HUMANITARIAN

The Yemen Crisis: What is the Human Cost?

Black and white photograph of yemeni children

Emily Murphy

1st July 2020

 

The Yemenis humanitarian crisis began in 2011 when revolutionary forces saw Ali Abdullah Saleh resign as president after 33 years in power. The transition of leadership from the former authoritarian president to his deputy was supposed to signal a turning point and the new era, in the country’s history, and it did, just not in the way anyone expected.

 

When Abdrabbuh Mansour Hadi became president, it was expected that he would bring stability to a country that was still recovering from the Arab Spring uprising. Yet as food insecurity, mass unemployment, and jihadists attacks were an ever-present reality, it quickly became apparent that the issues which plagued Yemen were beyond Hadi’s control. Mr Hadi was subsequently exiled from Yemen in 2014 after Houthi Shia Muslim rebels took control of Saada and later the capital city. As the conflict raged on, the citizens of Yemen paid the price and continue to suffer as the crisis worsened.

 

While mainstream media outlets have scarcely reported on the crisis over the past few years, Yemen has become a global talking point in recent weeks. As the COVID-19 virus continues to claim hundreds of lives, respecting no borders and leaving no one untouched, it seems even Yemen must share in the global tragedy. The Yemenis people have among the lowest coronavirus immunity levels, but why is that?

 

While international governments continue to try forcibly destroy and disband the rebels and form a government in the country, Yemen slips further into disarray. Since fighting broke out in 2014, more than one million people have become internally displaced. While this has some notable and immediate effects such as increased homelessness, the erection of shantytowns and mass migration to cities less impacted by the war, it is the less obvious and slightly more delayed consequences that pose the greatest danger. As slum cities grow, they quickly begin draining the resources of the local area: poor sanitation and lack of adequate drainage increase the prevalence of waterborne diseases like cholera. As medical resources and treatments are rapidly used up, widespread illness becomes inevitable. The sudden arrival of large numbers of people strains food supply chains. As food becomes more scarce and immune systems weaken, sickness escalates. It is a vicious cycle, heart-wrenching to watch, and without the help of international emergency aid, it is almost impossible to solve. These are a tiny sample of the issues facing the Yemenis people, while the UN describes the crisis as” the worst in the world”, the question of what can be done hangs heavy.

 

“The UN suggests that 20 million people are food insecure, with 250,000 at risk of starving to death”

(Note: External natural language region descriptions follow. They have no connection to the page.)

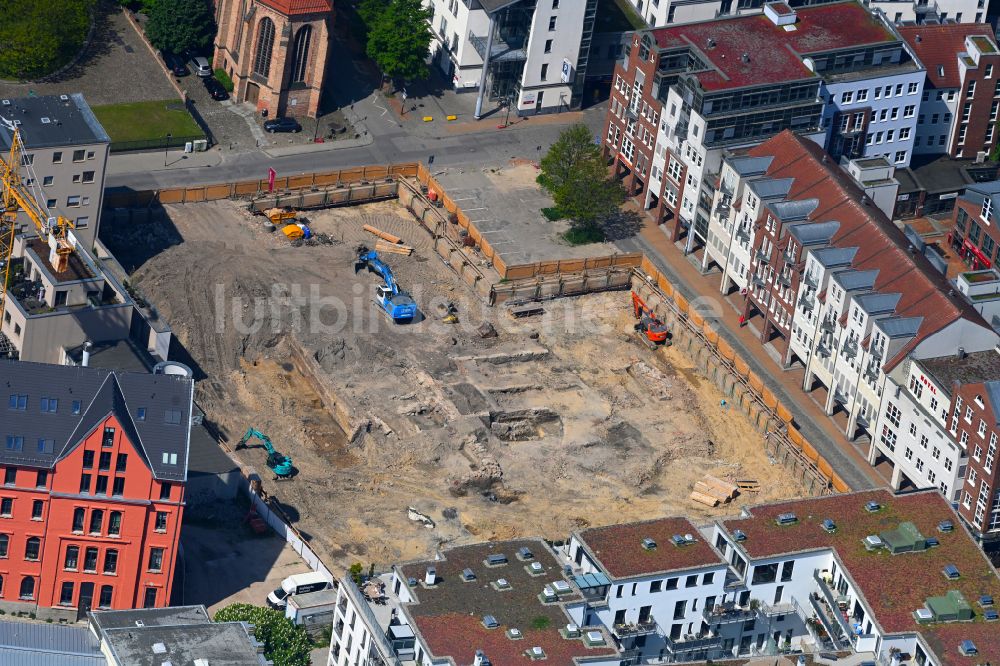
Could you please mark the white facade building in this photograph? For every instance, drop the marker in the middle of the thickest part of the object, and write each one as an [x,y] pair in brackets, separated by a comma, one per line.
[539,50]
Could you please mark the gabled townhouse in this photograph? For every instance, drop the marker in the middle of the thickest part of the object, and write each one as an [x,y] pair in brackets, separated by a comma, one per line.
[961,97]
[94,471]
[688,93]
[837,292]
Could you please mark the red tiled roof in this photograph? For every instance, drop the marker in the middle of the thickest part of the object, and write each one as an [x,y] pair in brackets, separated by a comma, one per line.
[939,45]
[775,54]
[881,246]
[893,585]
[292,7]
[619,549]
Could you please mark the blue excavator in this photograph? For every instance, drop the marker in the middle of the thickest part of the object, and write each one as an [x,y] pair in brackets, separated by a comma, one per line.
[396,303]
[278,463]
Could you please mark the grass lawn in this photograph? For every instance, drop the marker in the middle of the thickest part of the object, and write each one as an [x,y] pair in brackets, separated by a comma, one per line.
[617,16]
[147,121]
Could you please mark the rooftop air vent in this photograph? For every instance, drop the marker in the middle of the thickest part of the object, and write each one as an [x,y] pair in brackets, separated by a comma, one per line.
[873,542]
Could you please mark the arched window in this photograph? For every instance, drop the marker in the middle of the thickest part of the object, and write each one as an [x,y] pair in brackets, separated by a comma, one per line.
[31,548]
[301,53]
[265,44]
[27,587]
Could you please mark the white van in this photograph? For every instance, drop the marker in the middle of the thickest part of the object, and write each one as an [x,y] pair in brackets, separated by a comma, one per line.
[297,584]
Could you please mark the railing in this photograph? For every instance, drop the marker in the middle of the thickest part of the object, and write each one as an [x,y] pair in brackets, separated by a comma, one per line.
[635,629]
[385,650]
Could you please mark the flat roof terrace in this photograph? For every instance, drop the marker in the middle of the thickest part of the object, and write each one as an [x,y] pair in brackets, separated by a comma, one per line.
[752,50]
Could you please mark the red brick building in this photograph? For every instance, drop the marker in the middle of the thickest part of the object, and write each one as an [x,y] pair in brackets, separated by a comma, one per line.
[974,232]
[275,51]
[961,99]
[94,464]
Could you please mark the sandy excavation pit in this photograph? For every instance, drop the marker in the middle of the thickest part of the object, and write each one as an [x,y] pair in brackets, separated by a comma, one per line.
[561,421]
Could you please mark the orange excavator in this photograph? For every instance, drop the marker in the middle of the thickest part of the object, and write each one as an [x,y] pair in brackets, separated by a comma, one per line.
[654,332]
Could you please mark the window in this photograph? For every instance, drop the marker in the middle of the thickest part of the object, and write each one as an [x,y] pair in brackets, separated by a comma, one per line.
[71,560]
[31,548]
[96,520]
[155,559]
[27,588]
[115,523]
[265,44]
[90,559]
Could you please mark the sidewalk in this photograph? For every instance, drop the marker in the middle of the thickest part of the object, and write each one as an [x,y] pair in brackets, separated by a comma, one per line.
[812,422]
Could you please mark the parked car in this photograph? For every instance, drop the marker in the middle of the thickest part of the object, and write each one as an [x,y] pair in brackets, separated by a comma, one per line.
[215,89]
[200,66]
[175,64]
[282,125]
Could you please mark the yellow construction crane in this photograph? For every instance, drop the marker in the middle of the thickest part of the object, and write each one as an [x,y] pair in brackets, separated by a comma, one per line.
[16,197]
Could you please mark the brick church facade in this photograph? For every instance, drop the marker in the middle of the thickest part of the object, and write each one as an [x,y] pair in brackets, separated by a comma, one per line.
[275,51]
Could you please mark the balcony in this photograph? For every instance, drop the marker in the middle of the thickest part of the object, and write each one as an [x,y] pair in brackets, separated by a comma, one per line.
[691,643]
[728,613]
[629,629]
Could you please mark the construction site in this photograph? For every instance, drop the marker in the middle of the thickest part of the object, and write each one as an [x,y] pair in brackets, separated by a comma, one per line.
[450,427]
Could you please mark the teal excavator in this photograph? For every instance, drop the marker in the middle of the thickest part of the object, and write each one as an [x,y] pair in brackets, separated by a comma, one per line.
[280,464]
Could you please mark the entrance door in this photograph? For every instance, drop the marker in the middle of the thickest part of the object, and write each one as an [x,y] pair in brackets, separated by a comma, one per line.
[86,599]
[253,92]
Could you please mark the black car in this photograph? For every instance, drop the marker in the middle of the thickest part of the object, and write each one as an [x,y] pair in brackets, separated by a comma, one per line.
[282,125]
[175,64]
[215,89]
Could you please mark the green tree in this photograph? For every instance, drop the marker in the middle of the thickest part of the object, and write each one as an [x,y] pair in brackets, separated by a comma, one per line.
[180,25]
[284,643]
[399,39]
[574,173]
[37,38]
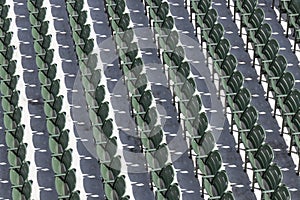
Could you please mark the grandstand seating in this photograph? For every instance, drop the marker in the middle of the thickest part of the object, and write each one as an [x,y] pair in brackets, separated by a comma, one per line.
[162,177]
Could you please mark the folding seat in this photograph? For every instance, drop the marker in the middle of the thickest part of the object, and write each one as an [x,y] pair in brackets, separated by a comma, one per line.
[84,49]
[149,119]
[158,12]
[134,69]
[245,120]
[224,68]
[247,11]
[162,28]
[37,18]
[106,150]
[44,59]
[47,75]
[77,22]
[13,118]
[137,85]
[41,46]
[202,145]
[239,102]
[110,171]
[115,10]
[4,11]
[51,90]
[8,70]
[51,108]
[100,94]
[5,40]
[123,38]
[282,87]
[74,7]
[293,128]
[244,6]
[10,102]
[163,178]
[61,159]
[220,52]
[286,7]
[217,186]
[269,180]
[5,24]
[9,85]
[17,155]
[260,159]
[252,140]
[14,138]
[121,24]
[233,84]
[205,22]
[297,143]
[119,187]
[210,165]
[19,175]
[172,193]
[103,110]
[200,8]
[39,31]
[158,158]
[280,193]
[214,35]
[65,184]
[34,6]
[22,191]
[268,53]
[275,69]
[227,195]
[259,37]
[107,127]
[254,21]
[56,125]
[58,144]
[289,106]
[6,54]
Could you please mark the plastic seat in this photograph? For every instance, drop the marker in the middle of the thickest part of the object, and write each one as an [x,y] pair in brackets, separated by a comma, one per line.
[210,165]
[269,180]
[22,191]
[259,37]
[217,186]
[171,193]
[106,151]
[163,178]
[206,21]
[232,84]
[245,120]
[157,159]
[294,128]
[268,53]
[282,87]
[110,171]
[252,140]
[280,193]
[261,158]
[254,21]
[65,184]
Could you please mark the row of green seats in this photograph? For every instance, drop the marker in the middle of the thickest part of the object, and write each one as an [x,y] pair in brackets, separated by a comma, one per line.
[195,122]
[273,66]
[143,109]
[245,117]
[65,176]
[98,107]
[14,130]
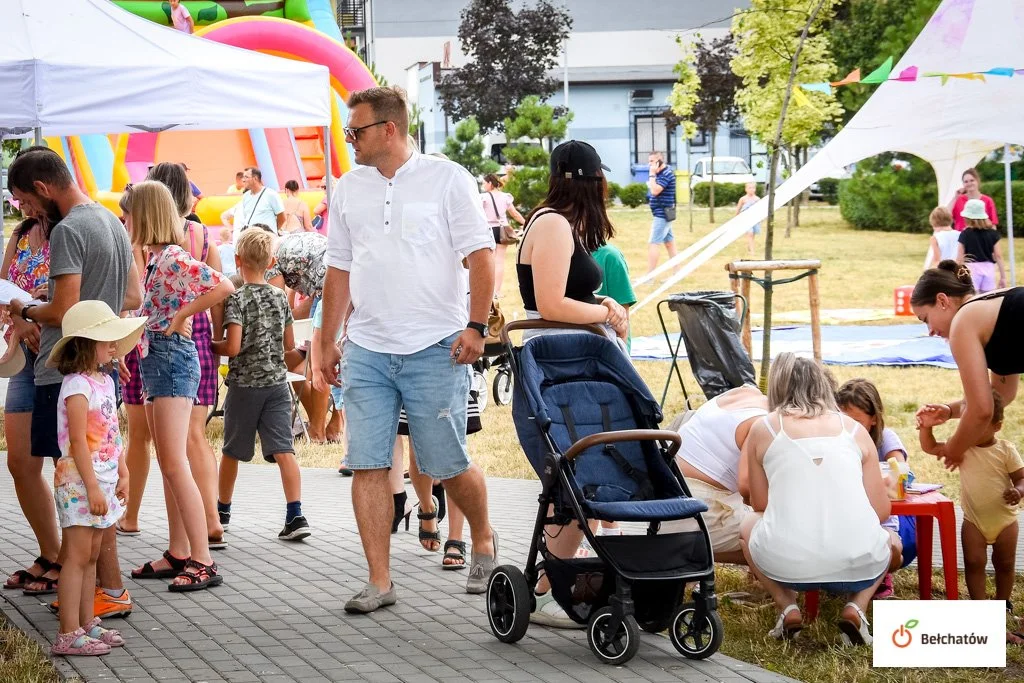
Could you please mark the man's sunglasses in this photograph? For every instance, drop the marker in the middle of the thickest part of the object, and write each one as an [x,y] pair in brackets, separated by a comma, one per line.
[354,132]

In 2019 the UN released the’ 2019 Humanitarian Needs Overview for Yemen report’. Among other things, the paper estimated 3.2 million people were suffering from acute malnutrition. 360,000 of those are thought to be children under 5, and 1 million pregnant or lactating women. Data from the UN also suggests that 20 million people are food insecure, with 250,000 at risk of starving to death.

 

During such catastrophic times, it is effortless to see rights violations of those who have been displaced or who are starving. However, the violation of some children’s rights is often less visible. According to Human Rights Watch and a 2019 report from the’ UN Group of Eminent International and Regional Experts on Yemen’, all parties involved in the conflict have used child soldiers at some point since September 2014, some of whom were under the age of 15. The secretary-general has put the number of recruited child soldiers at 3034. In 2018 the’ list of shame’ for violations against children in the armed conflict put the death toll 1185 children. While the conflict continues, this figure is unfortunately destined to rise.

 

As the rest of the world has put most of the time, money and resources into fighting COVID-19 in their home countries, donations to UN agencies are becoming scarce. As a result, it is becoming more difficult to carry out relief work. Yemen reported its first coronavirus case on 10 April. According to Abdul Rahman Al-Azraqi, a physician in Taiz,” many people are going about their lives unaware of danger”. Aid workers have had to turn people away, as they lack sufficient medical oxygen or even personal protective equipment. Reports continue to spread, suggesting that the Yemenis health system has all but collapsed, under the strain of the war and now the virus. While some figures of infections and deaths have been released, they remain on the low end of the spectrum and are not predicted to be very reliable, especially considering the reports that many mass graves have been dug.

 

The past decade has marked enormous change and turbulence for the Yemenis people. Homes and villages have been abandoned, and many in the country can barely remember a time before the conflict. The humanitarian crisis has altered the country in a way that will never be forgotten. However, as we progress into the future, new struggles face us all, those less fortunate will continue to need the help and compassion of those who are lucky enough to escape relatively unscathed.